Однажды на «Наш городок» пришли какие-то важные генералы с космонавтами. Видимо, им быстро стало скучно: декораций нет, музыки нет, а есть многословные рассуждения «лица от театра». И на мои слова: «Давайте подумаем…» кто-то из них крикнул: «Не надо думать!! Хватит!» На это я совершенно неожиданно для себя ответил кричащему: «Ну, почему же… думать никогда не вредно… даже космонавтам. Давайте подумаем».
Небоскребы! На верхних, едва различимых этажах – отблески солнца. Дым из тротуарных люков. Магазины с миллиардами чего-то… желтые такси… выбоины в асфальте… миллионы реклам, горящих, бегущих, прыгающих… Сталин почему-то всплывает во весь дом…
Нью-Йорк!
Впервые я в городе, о котором мечталось, читалось.
Мой продюсер, который привез меня сюда на концерты, от мозгового напряжения забыл адрес забронированного им отеля, название тоже с трудом им произносилось – нечто вроде «диби»… «диви»… Догадываюсь: «Девил?» («Дьявол».)
– О, да! Да! Дивил, ох, слава богу!
– Адрес? Стрит? Авеню?!
– Да нет, вроде бы где-то вот на этой улице…

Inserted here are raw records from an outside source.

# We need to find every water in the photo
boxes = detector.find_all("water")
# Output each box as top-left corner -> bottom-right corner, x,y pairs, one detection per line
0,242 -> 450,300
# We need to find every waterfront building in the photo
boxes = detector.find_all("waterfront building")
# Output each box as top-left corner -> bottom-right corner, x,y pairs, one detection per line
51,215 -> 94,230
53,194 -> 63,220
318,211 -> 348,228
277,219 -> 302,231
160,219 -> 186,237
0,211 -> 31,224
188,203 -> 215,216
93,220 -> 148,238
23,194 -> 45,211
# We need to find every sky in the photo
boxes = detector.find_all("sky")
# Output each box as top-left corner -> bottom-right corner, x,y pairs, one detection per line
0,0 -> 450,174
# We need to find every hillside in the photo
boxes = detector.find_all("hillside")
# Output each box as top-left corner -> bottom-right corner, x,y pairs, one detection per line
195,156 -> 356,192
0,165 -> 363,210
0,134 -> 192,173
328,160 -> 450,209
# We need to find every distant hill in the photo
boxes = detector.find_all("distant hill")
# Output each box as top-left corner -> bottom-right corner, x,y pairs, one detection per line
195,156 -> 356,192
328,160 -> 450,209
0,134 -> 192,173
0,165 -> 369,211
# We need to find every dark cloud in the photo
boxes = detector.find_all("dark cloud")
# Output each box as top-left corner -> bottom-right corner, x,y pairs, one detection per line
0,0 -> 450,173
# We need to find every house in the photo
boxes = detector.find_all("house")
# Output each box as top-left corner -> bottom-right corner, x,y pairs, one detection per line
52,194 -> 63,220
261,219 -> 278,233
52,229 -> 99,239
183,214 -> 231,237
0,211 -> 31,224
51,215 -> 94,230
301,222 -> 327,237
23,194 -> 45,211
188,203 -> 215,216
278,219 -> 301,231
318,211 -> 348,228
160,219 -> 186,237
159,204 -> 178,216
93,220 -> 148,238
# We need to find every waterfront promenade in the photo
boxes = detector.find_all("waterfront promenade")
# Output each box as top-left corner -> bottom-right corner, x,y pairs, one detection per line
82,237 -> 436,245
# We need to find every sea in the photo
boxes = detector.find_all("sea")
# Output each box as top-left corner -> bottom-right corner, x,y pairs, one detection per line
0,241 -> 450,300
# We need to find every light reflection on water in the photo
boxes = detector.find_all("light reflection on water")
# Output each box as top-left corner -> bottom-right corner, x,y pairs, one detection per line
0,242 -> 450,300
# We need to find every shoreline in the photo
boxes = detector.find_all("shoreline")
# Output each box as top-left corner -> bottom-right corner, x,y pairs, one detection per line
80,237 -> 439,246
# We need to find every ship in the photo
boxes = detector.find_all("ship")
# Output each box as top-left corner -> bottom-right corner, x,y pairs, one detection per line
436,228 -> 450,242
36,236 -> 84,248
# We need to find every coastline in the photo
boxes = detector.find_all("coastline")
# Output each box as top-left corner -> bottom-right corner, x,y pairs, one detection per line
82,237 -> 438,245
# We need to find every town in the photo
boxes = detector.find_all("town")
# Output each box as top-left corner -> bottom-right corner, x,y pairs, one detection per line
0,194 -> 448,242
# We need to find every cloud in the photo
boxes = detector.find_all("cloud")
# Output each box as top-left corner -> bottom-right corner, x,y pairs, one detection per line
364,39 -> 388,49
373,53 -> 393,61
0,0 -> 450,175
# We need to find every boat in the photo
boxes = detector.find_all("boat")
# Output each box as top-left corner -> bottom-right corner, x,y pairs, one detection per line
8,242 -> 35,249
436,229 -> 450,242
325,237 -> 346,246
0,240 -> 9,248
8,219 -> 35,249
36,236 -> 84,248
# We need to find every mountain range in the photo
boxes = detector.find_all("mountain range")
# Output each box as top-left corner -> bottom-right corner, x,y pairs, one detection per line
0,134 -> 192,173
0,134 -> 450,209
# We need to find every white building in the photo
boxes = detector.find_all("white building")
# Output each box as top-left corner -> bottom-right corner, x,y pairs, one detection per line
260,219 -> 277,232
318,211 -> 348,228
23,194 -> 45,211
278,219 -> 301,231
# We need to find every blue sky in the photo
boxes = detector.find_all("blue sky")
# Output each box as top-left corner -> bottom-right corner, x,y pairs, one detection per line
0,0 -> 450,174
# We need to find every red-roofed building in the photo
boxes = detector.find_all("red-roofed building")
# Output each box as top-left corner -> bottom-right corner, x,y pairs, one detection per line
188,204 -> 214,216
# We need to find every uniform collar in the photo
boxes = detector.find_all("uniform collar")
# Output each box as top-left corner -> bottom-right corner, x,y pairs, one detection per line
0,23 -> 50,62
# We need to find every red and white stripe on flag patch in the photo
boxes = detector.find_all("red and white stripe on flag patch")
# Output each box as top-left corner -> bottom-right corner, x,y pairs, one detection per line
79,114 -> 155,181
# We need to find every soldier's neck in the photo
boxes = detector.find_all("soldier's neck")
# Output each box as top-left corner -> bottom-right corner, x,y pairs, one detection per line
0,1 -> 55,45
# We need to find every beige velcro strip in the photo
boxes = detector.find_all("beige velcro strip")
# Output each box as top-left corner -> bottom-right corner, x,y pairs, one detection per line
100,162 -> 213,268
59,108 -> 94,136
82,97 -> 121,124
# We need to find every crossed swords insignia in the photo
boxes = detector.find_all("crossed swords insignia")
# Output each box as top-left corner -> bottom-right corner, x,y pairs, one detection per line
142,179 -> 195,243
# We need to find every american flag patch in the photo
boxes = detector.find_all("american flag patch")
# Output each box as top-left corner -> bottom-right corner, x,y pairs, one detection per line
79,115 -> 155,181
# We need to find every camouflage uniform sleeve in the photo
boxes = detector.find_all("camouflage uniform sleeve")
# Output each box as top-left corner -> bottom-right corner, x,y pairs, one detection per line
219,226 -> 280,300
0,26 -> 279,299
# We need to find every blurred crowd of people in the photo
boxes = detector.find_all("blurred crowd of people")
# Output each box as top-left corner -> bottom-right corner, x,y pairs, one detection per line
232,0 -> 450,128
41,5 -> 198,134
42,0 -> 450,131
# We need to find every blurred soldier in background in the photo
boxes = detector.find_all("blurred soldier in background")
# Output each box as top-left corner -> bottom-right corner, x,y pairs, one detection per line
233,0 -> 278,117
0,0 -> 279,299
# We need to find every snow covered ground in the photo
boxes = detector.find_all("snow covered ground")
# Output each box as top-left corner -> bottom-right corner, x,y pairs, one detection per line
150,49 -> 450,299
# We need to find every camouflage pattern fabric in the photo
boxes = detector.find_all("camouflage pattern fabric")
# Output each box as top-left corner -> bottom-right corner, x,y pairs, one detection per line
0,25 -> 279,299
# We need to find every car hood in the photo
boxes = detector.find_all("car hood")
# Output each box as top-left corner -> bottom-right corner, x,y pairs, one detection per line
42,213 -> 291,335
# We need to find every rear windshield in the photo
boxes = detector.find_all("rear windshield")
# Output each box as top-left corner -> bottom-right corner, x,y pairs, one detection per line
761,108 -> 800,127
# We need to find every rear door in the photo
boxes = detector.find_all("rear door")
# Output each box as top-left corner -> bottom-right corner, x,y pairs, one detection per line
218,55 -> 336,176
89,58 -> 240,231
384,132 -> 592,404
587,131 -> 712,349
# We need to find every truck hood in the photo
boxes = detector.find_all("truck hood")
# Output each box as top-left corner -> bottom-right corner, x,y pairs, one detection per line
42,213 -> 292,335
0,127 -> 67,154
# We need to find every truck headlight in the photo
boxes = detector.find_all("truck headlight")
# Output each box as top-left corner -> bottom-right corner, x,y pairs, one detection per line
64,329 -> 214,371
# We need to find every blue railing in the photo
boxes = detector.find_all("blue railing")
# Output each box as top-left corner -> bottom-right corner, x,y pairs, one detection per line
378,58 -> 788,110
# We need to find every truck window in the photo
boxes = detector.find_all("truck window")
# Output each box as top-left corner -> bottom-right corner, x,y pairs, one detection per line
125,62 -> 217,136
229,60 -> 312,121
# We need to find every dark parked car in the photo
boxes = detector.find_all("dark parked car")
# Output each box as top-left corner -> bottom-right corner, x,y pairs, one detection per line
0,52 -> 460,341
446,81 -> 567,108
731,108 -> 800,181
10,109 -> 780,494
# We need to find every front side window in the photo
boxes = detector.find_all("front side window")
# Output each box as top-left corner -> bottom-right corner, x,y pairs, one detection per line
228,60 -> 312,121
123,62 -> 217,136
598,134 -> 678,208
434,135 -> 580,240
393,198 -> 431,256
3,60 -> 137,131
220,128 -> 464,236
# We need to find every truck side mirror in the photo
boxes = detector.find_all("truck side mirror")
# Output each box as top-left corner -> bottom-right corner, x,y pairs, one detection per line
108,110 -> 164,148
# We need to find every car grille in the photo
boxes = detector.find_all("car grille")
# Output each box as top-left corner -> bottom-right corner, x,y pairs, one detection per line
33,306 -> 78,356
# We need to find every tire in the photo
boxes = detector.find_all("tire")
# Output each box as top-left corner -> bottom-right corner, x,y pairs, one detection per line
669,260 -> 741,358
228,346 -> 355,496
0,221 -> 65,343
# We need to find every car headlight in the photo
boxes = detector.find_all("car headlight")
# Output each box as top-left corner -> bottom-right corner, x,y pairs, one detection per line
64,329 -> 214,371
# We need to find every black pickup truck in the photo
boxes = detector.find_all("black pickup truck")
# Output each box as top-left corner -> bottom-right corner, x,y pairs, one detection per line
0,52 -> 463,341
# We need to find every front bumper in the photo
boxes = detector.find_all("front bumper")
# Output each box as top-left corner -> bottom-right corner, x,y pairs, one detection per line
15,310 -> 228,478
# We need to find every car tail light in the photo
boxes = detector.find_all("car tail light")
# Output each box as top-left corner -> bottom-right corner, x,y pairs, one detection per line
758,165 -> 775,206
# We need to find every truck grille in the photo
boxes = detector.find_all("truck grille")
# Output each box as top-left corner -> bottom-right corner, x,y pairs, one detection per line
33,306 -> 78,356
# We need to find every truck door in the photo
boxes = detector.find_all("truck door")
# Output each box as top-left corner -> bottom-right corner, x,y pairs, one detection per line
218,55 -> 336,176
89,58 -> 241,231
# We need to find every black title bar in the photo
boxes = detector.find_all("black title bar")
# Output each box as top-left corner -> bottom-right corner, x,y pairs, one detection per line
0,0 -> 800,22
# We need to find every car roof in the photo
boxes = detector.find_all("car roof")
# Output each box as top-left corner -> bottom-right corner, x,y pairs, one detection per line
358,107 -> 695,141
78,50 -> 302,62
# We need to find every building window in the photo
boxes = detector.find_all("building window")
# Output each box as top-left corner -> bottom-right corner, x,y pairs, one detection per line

Попробуйте найти в Нью-Йорке, где миллионы гостиниц – от жутких клоповников до сверхшикарных мраморных дворцов, – отель с полузабытым названием! «Диби»!! А вечером у меня концерт, в 18.30. А сейчас – 15.30. Да еще только что с самолета. Голова с трудом вмещает сено, которым набита. Духотища адова. Баня! Отчаяние! Хоть бы прилечь на минуту где-нибудь!
О боже! Вот же он, у кого можно спросить, и он все покажет, объяснит! Родной мой! Нью-йоркский полицейский! На темно-синей рубашке – серебряная бляха в виде щита, брюки со стрелкой, фуражка с лаковым козырьком, на поясе – пистолет, наручники, переговорники. Идет быстро, пружинит, ботинки блестят.
– Хэлп ми, плиз!!
– ?..
– Вериз отель «Девил»? Он зис стрит?
– Итз ё проблем!
И пошел дальше!
Нет, мой Виктор Франк не ответил бы так. Виктор Франк из пьесы «Цена» Артура Миллера, нью-йоркский полицейский. Одет мой герой был точно так же, как и встреченный мною полицейский, почему я и бросился к нему. Родное что-то почуял. Мой Вик обязательно объяснил бы, а то просто взял бы за руку иностранца и привел бы его к самому отелю.
Когда Юрский и Тенякова покинули театр, решено было, чтоб не терять прекрасный спектакль «Цена», ввести на роль Вика, которую играл Сергей, меня. Ушедшая из театра Роза Сирота была приглашена в БДТ для работы со мной, мы репетировали с ней около двух месяцев. Мои дорогие друзья Владик Стржельчик, Валя Ковель, Вадим Медведев работали так, словно это их вводят в роль. А ведь они уже к этому времени сыграли больше ста спектаклей.